Hello everyone
I’ve now had my first few weeks in the new room, including the fish, and I’m slowly beginning to understand the room, its technology, its behaviour and its shortcomings, and above all to improve the latter bit by bit.
One after the other:
Temperature and air distribution in the room
The room is heated by a small gas heater, according to the calculation of the heat requirement, 2,300 kWh per year should be needed here. My main aim was to minimise the temperature differences between the bottom and top rows of aquariums. In my old aquarium room with central room heating, the temperature difference from row to row was around 1.5-1.8 °C. So if you wanted 27.5 °C at the top, it was critical to keep the fry in the middle row without additional heating because it was often less than 26 °C there. My solution at the time: lots of small heaters (25 or 50 watts), which easily managed the missing degree. But of course, this also costs additional electricity. In the new room, strong ventilation should now break up this stable temperature stratification.
The first fan I tried for this (a normal tube fan) had far too little power, so I ended up installing a professional device that generates a lot of wind.

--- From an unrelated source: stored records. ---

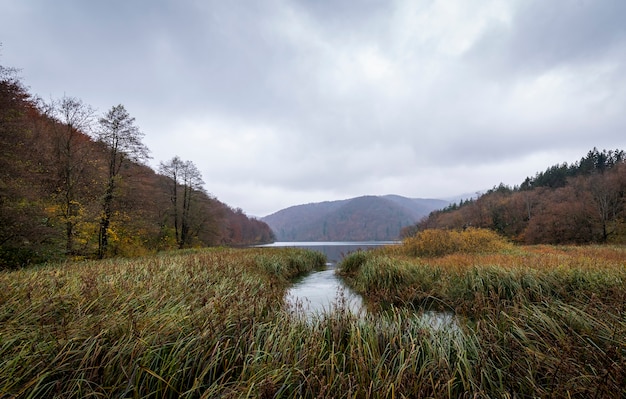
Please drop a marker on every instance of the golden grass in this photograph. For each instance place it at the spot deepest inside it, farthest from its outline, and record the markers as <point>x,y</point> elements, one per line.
<point>213,323</point>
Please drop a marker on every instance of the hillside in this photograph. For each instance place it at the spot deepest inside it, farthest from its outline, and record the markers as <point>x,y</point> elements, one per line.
<point>367,218</point>
<point>579,203</point>
<point>68,194</point>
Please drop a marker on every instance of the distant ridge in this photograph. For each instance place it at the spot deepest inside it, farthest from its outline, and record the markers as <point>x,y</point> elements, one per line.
<point>366,218</point>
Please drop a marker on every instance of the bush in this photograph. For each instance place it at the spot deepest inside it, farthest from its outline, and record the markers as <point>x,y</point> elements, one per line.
<point>434,242</point>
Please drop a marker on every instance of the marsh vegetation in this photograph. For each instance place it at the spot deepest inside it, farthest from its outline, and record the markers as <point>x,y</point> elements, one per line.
<point>535,322</point>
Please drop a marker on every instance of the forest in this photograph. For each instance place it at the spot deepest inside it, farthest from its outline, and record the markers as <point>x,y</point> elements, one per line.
<point>75,185</point>
<point>578,203</point>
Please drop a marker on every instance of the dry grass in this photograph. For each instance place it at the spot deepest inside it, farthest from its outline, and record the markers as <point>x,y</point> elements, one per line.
<point>213,323</point>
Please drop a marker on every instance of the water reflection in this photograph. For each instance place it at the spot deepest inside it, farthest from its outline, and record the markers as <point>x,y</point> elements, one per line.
<point>321,292</point>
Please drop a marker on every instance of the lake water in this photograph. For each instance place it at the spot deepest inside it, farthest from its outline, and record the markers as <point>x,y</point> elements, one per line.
<point>321,291</point>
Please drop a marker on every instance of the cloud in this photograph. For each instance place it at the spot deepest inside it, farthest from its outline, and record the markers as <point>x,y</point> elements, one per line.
<point>282,102</point>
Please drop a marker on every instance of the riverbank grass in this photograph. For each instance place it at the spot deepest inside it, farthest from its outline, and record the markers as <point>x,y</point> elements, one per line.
<point>214,323</point>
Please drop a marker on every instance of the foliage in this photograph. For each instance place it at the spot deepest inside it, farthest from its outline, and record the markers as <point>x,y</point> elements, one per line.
<point>213,323</point>
<point>60,190</point>
<point>435,242</point>
<point>567,204</point>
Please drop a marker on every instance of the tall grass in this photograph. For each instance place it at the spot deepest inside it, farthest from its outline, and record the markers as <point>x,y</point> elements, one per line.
<point>213,323</point>
<point>548,321</point>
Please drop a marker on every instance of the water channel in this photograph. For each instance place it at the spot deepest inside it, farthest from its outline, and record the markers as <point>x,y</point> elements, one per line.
<point>323,291</point>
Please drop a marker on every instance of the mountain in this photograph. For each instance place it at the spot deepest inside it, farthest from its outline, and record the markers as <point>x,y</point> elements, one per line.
<point>366,218</point>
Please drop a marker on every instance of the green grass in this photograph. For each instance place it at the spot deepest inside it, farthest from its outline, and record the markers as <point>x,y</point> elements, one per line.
<point>213,323</point>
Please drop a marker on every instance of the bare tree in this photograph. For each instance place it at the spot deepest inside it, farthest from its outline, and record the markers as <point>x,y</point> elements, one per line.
<point>122,138</point>
<point>74,120</point>
<point>186,183</point>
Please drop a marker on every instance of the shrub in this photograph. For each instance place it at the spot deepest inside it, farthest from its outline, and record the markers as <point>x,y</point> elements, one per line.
<point>434,242</point>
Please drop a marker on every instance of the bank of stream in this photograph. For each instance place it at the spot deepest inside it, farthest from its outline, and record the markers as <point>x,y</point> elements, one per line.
<point>323,291</point>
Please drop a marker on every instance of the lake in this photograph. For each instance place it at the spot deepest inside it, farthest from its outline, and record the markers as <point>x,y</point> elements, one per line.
<point>321,291</point>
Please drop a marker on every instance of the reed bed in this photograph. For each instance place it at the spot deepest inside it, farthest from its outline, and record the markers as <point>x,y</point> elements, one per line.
<point>547,321</point>
<point>213,323</point>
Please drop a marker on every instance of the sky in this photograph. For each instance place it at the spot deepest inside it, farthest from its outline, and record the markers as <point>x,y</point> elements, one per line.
<point>287,102</point>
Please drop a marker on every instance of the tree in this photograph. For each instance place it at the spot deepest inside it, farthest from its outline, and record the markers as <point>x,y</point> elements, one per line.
<point>122,139</point>
<point>186,183</point>
<point>72,152</point>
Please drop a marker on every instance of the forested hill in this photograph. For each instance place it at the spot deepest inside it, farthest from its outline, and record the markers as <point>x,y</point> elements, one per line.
<point>578,203</point>
<point>64,193</point>
<point>364,218</point>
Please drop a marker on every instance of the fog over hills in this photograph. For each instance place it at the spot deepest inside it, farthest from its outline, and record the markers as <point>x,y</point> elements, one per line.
<point>366,218</point>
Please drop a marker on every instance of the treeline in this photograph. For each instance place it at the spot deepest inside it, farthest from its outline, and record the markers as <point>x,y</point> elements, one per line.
<point>75,184</point>
<point>578,203</point>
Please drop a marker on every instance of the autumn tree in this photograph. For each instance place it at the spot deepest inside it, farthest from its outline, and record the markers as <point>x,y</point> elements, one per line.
<point>122,139</point>
<point>186,185</point>
<point>72,151</point>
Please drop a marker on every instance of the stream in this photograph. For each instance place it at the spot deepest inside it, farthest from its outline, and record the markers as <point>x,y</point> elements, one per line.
<point>323,291</point>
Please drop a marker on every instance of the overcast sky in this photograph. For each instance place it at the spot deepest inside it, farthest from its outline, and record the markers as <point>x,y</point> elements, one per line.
<point>284,102</point>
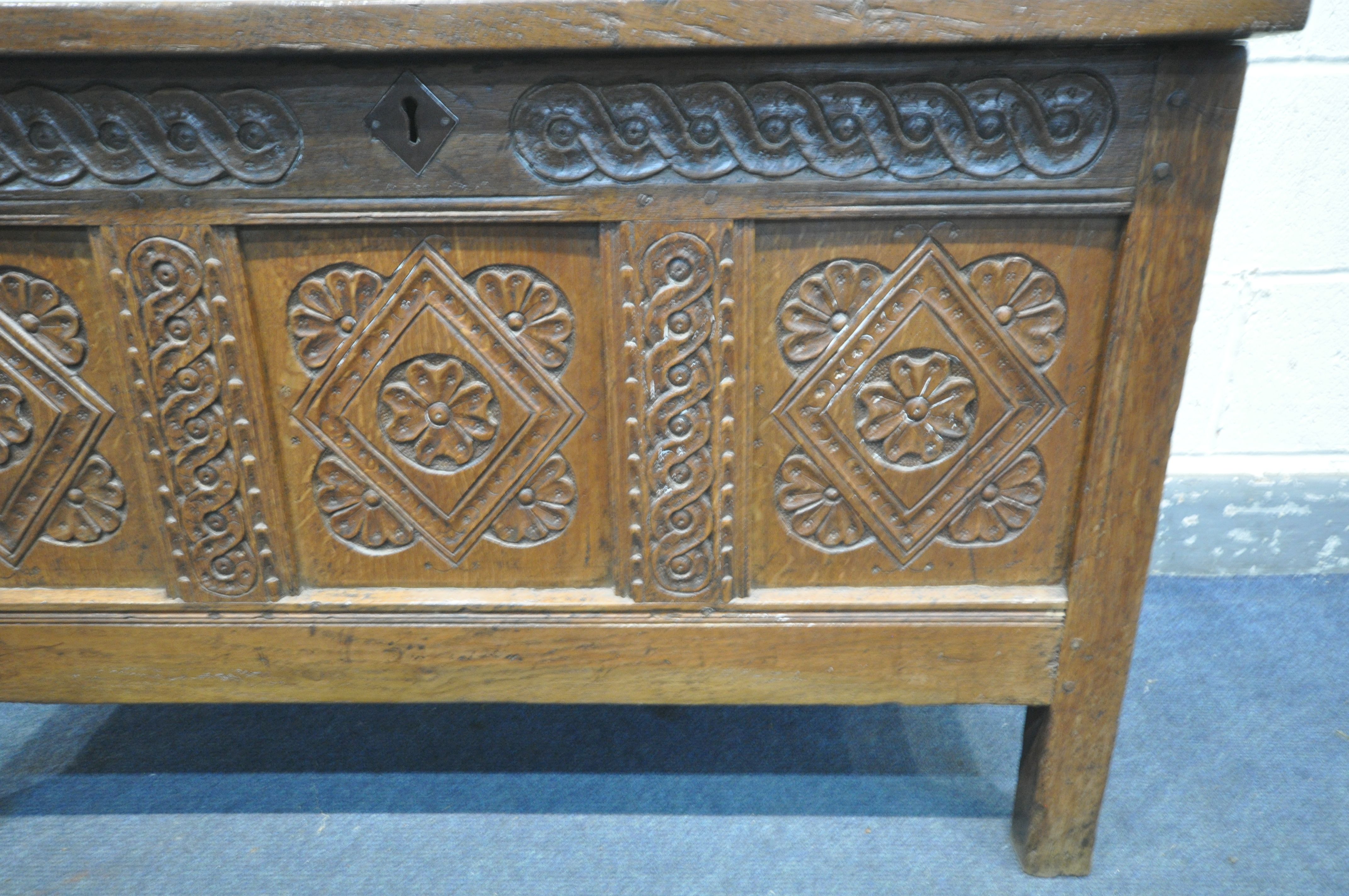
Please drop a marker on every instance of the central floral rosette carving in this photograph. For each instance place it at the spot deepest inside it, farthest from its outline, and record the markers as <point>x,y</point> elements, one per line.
<point>919,411</point>
<point>439,412</point>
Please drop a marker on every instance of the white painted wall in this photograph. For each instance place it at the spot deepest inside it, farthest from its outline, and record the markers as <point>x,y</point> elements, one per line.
<point>1267,389</point>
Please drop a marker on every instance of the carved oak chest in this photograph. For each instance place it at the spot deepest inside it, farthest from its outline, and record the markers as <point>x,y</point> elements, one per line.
<point>837,366</point>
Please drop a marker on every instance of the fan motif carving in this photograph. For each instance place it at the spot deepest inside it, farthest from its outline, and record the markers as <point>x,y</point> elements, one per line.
<point>918,401</point>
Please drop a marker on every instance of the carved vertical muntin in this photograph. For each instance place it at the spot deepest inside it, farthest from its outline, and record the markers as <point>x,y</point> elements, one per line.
<point>676,407</point>
<point>198,388</point>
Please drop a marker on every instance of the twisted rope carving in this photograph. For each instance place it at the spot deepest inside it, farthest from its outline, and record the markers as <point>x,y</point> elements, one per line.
<point>168,278</point>
<point>678,273</point>
<point>122,138</point>
<point>703,132</point>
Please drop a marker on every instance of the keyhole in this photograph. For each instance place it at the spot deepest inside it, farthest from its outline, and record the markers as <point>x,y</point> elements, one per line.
<point>411,111</point>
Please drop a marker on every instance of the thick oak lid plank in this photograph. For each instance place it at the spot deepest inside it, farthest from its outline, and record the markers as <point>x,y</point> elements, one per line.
<point>235,26</point>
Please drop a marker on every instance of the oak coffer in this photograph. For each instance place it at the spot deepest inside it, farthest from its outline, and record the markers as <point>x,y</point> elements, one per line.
<point>641,353</point>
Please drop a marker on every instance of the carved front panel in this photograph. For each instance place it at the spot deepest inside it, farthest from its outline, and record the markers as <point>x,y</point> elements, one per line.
<point>440,399</point>
<point>919,395</point>
<point>71,507</point>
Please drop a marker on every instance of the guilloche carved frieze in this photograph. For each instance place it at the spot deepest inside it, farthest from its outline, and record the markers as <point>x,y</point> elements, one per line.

The fan did this so well that although all the tanks had almost the same temperature (difference between the rows < 0.5°C) due to this extreme air movement in continuous operation, the room as a whole did not reach the desired temperature, it remained too cool in the tanks (computer fan principle in summer for cooling). The solution was a timer, which now runs this fan at regular intervals for a total of 10 hours a day. Since then, the temperatures in the tanks have been almost as I wanted them to be. The differences between the rows are now somewhat greater but still far from those in the old room, and I can manage without additional heating (with one exception). I have roughly calculated the temperatures in the 3 rows over the last few weeks. You can see quite well from the summarised values:
| Top | Center | Bottom | |
| Min | 26,8 | 26 | 25,4 |
| Max | 29 | 27,7 | 26,8 |
| Difference | 2,2 | 1,7 | 1,4 |
| Mean value | 27,9 | 26,9 | 26,1 |
| Stand.dev. | 0,5 | 0,4 | 0,4 |
At the top it has an average of just under 28 °C for the breeding tanks, with larger fluctuations due to the water changes, below that the breeding tanks for the NZ are 1 °C lower, but with smaller fluctuations and the bottom row (I also need a few tanks where it is a bit cooler, e.g. for A. claro) still has an average temperature of over 26 °C and small fluctuations. I think I and the fish can live with that very well. So the first goal was halfway achieved. Ok, what’s still missing is a proper drop in temperature to see whether this also works with severe sub-zero temperatures in winter, but I’m actually quite confident about that.
Air humidity
Of course, humidity also plays a role when considering the temperature. The plan was to maintain good indoor air at all times through good ventilation of the room with integrated heat recovery while minimising heat loss. This did not work at all. The humidity was permanently well above 80 % and therefore far from ‘pleasant’, even though the fan was constantly running and the manufacturer had assured me in response to very specific questions about this problem that ‘no problem, the fan can certainly cope with high humidity levels, it will simply get rid of them’. Fiddlesticks, nothing there, nothing worked. The high water content of the air simply ‘blocked’ the heat exchanger (a clay body with many small honeycombs) with water.
Now it was time to make improvements. So I bought an internal dehumidifier. I actually wanted to avoid this because the thing needs a lot of electricity, which I wanted to save. But of course I didn’t think this through to the end, because the 180 watts/hour power consumption of the dehumidifier are not actually losses, they are nothing more than a heater for the room. And this means that the humidity is now in an acceptable range at around 60-65 %. And now the ventilation of the room with integrated heat recovery is working again. And in the balance sheet, of course, I have to subtract these 180 W/h from the required heating output of the gas stove, i.e. it will consume correspondingly less gas! As an added bonus, the distilled water for the production of our fertiliser is now available free of charge as a ‘waste product’ of the dehumidifier!